A New MIT Challenge: Hack the Breast Pump
Last weekend, MIT’s Media Lab hosted the “Make the Breast Pump Not Suck” Hackathon
Last weekend at MIT’s media lab, 150 people gathered together to tackle a big problem in infant feeding: the breast pump. The title of the hackathon was titled, simply: "Make the Breast Pump Not Suck."
Engineers have already worked on engineering a better baby bottle, but breast pumps haven't gotten as much attention. The event was an encore to an identically titled event earlier this year that drew 20 people. The events were inspired in part by a New York Times article that asked “Shouldn’t the Breast Pump Be as Elegant as an iPhone and as Quiet as a Prius by Now?”
The group of designers, engineers and parents who met at MIT certainly think so. Problems with breast pumps currently on the market are legion: they’re noisy, uncomfortable, inefficient and inconvenient—they require women to stop their days and find an isolated space to pump.
“Often, you have to do it in the bathroom, which is gross,” Bianca Leigh, an attendee of the hackathon told Elizabeth Segran of Fast Company. “You have to set all your equipment out by the sink, then you have to worry that your breasts will be exposed if your boss or colleagues walk in.”

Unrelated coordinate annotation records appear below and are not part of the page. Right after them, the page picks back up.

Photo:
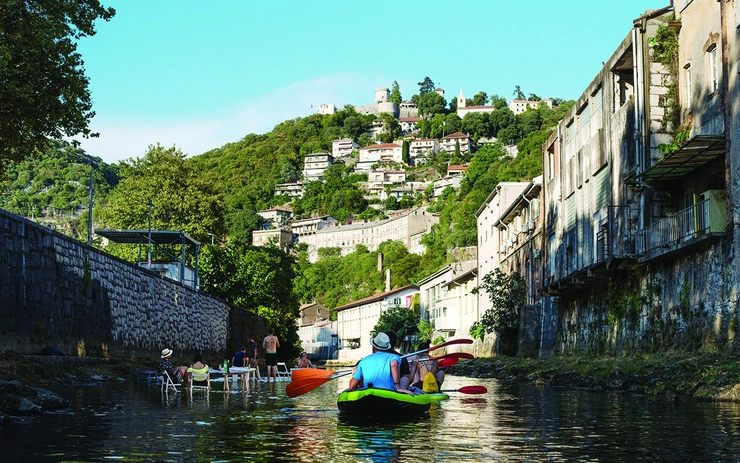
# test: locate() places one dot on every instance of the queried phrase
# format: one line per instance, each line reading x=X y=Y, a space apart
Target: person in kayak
x=381 y=370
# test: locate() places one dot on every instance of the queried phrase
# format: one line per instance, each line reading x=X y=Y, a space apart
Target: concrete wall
x=57 y=291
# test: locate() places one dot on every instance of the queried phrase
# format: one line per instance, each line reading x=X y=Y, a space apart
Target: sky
x=199 y=75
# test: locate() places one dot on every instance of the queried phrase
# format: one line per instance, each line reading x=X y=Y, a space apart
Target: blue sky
x=198 y=75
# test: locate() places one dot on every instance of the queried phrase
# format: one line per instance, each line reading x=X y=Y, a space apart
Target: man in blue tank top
x=381 y=370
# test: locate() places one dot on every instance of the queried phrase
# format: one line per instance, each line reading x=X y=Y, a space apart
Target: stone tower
x=382 y=95
x=461 y=99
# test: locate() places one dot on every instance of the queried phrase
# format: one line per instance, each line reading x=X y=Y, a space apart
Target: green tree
x=425 y=86
x=43 y=87
x=183 y=199
x=431 y=103
x=260 y=280
x=507 y=294
x=480 y=99
x=395 y=94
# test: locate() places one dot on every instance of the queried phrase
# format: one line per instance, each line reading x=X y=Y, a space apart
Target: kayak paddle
x=469 y=390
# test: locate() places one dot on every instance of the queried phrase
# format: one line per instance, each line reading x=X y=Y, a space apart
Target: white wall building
x=398 y=228
x=357 y=319
x=343 y=147
x=314 y=165
x=489 y=238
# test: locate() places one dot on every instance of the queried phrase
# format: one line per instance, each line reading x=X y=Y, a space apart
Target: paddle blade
x=447 y=362
x=310 y=373
x=300 y=387
x=454 y=355
x=469 y=390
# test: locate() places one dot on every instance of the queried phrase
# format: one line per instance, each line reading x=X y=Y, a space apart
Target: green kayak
x=385 y=403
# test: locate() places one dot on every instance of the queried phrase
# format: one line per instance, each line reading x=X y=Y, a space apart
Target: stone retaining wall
x=57 y=291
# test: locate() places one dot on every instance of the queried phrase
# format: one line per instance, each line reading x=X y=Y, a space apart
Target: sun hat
x=381 y=342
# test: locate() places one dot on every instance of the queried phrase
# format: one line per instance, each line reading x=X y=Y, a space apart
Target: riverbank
x=668 y=376
x=673 y=375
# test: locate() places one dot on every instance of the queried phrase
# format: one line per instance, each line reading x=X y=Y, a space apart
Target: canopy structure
x=155 y=240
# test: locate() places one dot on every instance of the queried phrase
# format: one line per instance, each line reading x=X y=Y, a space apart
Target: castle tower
x=461 y=99
x=382 y=95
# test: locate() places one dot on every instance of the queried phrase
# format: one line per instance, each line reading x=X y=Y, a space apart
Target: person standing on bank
x=270 y=344
x=381 y=370
x=252 y=353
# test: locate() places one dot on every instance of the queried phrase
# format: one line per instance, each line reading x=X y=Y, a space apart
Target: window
x=687 y=73
x=713 y=71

Ideas for combatting some of these egregious annoyances included wearable products, tools that would allow mothers to experiment with different types of pumps and products designed to make the entire process feel more comfortable and natural. The winner of the Hackathon was a team who invented the "Mighty Mom Utility Belt," which bills itself as “a fashionable, discrete, hands-free wearable pump that automatically logs and analyses your personal data.” The first prize winners received $3,000 and a chance to head to Silicon Valley to pitch their idea.
Though the hackathon is over, people are still invited to submit their ideas on this website.